Así describía el viajero español Bernardo Espinalt a finales de los años mil setecientos, en su extensa obra Atalante español, la ciudad de Elche, recreándose como más adelante podremos comprobar en toda suerte de detalles, tanto geográficos como sociales y económicos. Dice también que sin lugar a dudas los fundadores de esta Villa "fueron los Griegos Focenses trescientos treinta y tres años antes de la humana redempción llamándola Illiçi en memoria de Licia, región suya", aunque esta seguridad queda en entredicho, ya que al decir de los expertos la llamada Dama de Elche, escultura prodigiosa y singular, fue creada un siglo antes y en aquel mismo lugar, que ya era poblado íbero y disfrutaba del nombre de Helida.
En todo caso la antigüedad, siglo más o siglo menos, le viene reconocida por las más altas magistraturas, las cuales señalan que de siempre fue fértil y de agradable clima, atemperado por los vientos que del cercano Mediterráneo vienen y en donde tiene instaladas unas dunas con sus pinos que son un gozo para la vista y la admiración.
Seguro que los fenicios, en su frenético ir y venir en busca de la ganga y la oportunidad, recalaron aquí, e instituyeron o plantaron el primer palmeral, que fue continuado por los musulmanes, que lo acrecieron y dieron forma, amén de dotarlo de un sofisticado sistema de riego que lo convirtió en oasis.
Las palmeras son seres complejos, cuya descendencia no suele seguir los criterios que impusieron los padres, por lo que los frutos que de ella se reciben son distintos entre sí, aunque esta diferencia quede para los biólogos y no para nosotros, mortales comedores del fruto.
Fruto que estará presente -si nosotros así lo deseamos- no como dulce postre, sino en toda la comida: esa trillada combinación con la panceta frita que lo envuelve, que tomaremos de aperitivo, o una innovadora propuesta de Xavi Pellicer, que toma los dátiles, los deshuesa y después rellena de caviar, para cubrirlos al fin con una gelatina de algas; o asumiremos algunas recetas que hoy se practican en el mundo árabe y los mezclaremos convertidos en pequeños cuadraditos con huevos revueltos; o los haremos guarnición de carnes y pescados, del pichón al rodaballo, que todo ello está inventado.
Aunque sin duda podemos ir a Elche y no comer el dátil, sino optar por los arroces de la tierra, de los que destacan el llamado con costra y el de conejo y caracoles.

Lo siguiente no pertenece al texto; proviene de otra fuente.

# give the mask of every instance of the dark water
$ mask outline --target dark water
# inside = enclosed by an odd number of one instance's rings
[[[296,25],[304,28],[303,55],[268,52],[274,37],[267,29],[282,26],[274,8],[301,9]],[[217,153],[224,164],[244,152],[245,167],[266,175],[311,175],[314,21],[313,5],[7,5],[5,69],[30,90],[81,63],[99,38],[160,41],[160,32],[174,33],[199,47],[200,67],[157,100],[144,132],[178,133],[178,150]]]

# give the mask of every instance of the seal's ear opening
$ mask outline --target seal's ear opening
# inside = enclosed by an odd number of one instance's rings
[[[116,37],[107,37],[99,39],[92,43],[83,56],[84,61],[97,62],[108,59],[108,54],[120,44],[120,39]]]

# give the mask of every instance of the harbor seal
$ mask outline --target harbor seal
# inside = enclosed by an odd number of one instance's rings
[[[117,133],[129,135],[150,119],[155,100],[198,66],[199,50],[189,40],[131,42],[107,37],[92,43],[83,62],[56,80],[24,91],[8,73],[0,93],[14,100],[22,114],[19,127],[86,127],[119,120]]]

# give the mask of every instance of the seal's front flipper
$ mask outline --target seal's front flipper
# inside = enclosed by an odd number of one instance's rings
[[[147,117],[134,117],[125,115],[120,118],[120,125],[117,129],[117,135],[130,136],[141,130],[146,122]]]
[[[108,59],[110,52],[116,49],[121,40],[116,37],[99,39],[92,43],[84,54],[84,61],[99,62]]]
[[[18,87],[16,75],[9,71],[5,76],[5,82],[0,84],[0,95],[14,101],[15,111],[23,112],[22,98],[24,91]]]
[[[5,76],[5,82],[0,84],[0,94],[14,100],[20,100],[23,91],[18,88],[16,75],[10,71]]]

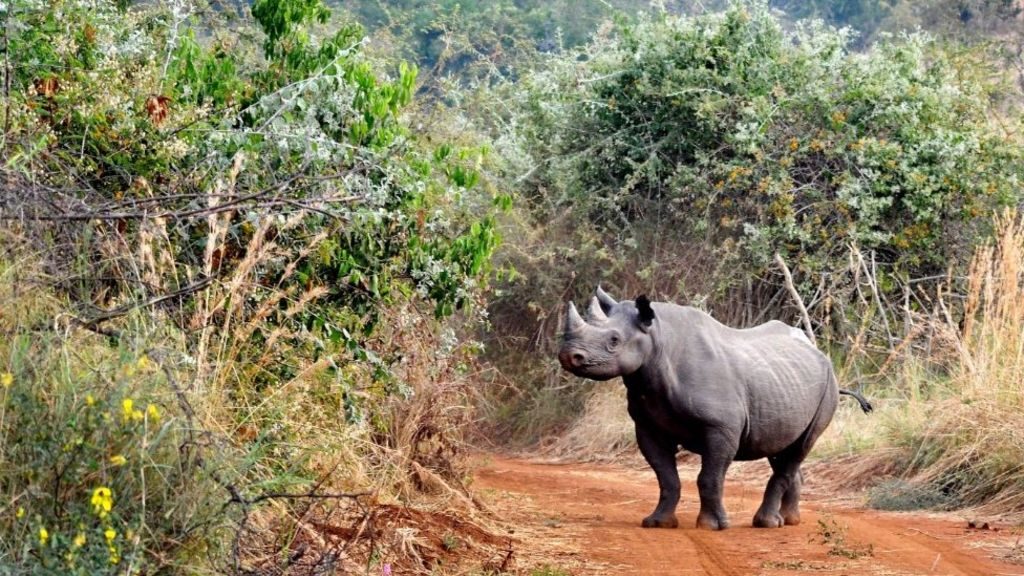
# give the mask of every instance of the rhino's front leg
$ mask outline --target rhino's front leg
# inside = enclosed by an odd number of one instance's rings
[[[736,455],[736,443],[728,435],[711,433],[704,448],[700,474],[697,475],[697,492],[700,494],[697,528],[724,530],[729,527],[729,518],[722,505],[722,487],[725,473]]]
[[[636,425],[636,443],[644,459],[658,477],[658,505],[640,524],[644,528],[675,528],[676,505],[679,503],[679,470],[676,468],[676,445],[659,439],[639,423]]]

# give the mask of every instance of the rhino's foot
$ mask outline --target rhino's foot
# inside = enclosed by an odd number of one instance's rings
[[[714,514],[712,512],[701,512],[697,515],[697,528],[702,530],[725,530],[729,527],[729,520],[725,514]]]
[[[662,514],[661,516],[651,514],[644,518],[640,525],[644,528],[677,528],[679,520],[676,519],[675,514]]]
[[[786,526],[799,526],[800,525],[800,512],[796,511],[796,510],[794,510],[792,512],[783,511],[782,512],[782,519],[783,519],[783,521],[786,522]]]
[[[800,519],[797,518],[797,522]],[[786,524],[786,520],[782,517],[782,514],[778,512],[764,513],[758,511],[754,515],[754,528],[782,528]]]

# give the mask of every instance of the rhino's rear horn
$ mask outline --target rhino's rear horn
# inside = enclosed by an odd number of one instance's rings
[[[594,324],[607,321],[608,316],[606,316],[604,310],[601,309],[601,303],[598,302],[597,296],[594,296],[590,299],[590,306],[587,306],[587,322]]]
[[[597,301],[601,304],[601,309],[607,314],[611,312],[612,308],[615,307],[618,302],[615,298],[612,298],[607,292],[601,289],[601,285],[597,285],[597,290],[594,290],[594,295],[597,296]]]
[[[569,310],[565,314],[565,331],[575,332],[580,328],[586,326],[586,322],[580,316],[580,313],[576,311],[576,305],[569,302]]]

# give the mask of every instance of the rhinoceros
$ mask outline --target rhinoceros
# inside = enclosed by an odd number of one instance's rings
[[[832,420],[839,389],[832,363],[804,333],[779,321],[747,329],[692,307],[616,302],[597,288],[584,320],[570,302],[558,353],[591,380],[621,376],[640,452],[654,469],[658,504],[641,525],[675,528],[679,447],[700,454],[697,527],[727,528],[722,484],[734,460],[767,458],[772,475],[754,526],[800,523],[800,465]]]

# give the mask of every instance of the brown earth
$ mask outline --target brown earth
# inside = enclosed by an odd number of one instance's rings
[[[483,456],[474,484],[491,511],[515,526],[526,574],[680,575],[1024,575],[1024,540],[1012,524],[968,527],[961,514],[894,513],[858,507],[856,495],[830,490],[805,469],[803,522],[779,529],[750,525],[768,467],[737,464],[726,480],[732,527],[694,528],[694,463],[680,465],[683,497],[676,530],[643,529],[657,498],[654,473],[635,462],[558,464]],[[815,478],[818,477],[816,482]],[[981,524],[978,520],[978,524]]]

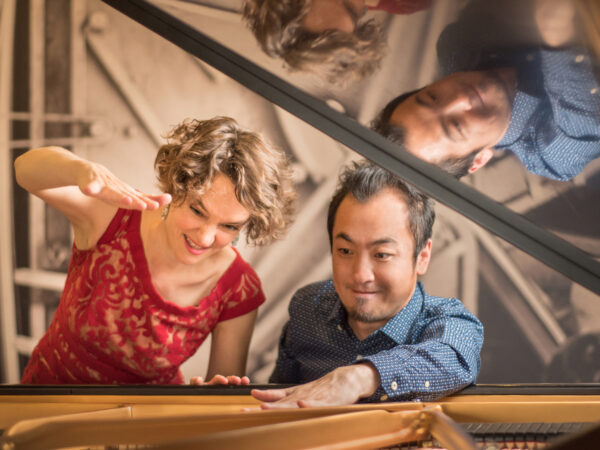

Dando por supuesto que se adivinan los componentes del último, y que solo nos sorprenderán con el mismo si el resultado es nefasto, deberemos explicar, para los menos versados, que la costra es de huevo y se constituye batiendo algunos de los mismos y añadiéndolos al arroz ya cocinado -o en trance de terminar- para que en su superficie forme una sabrosa y nutritiva capa -o costra- merced al fuego de las brasas o del horno.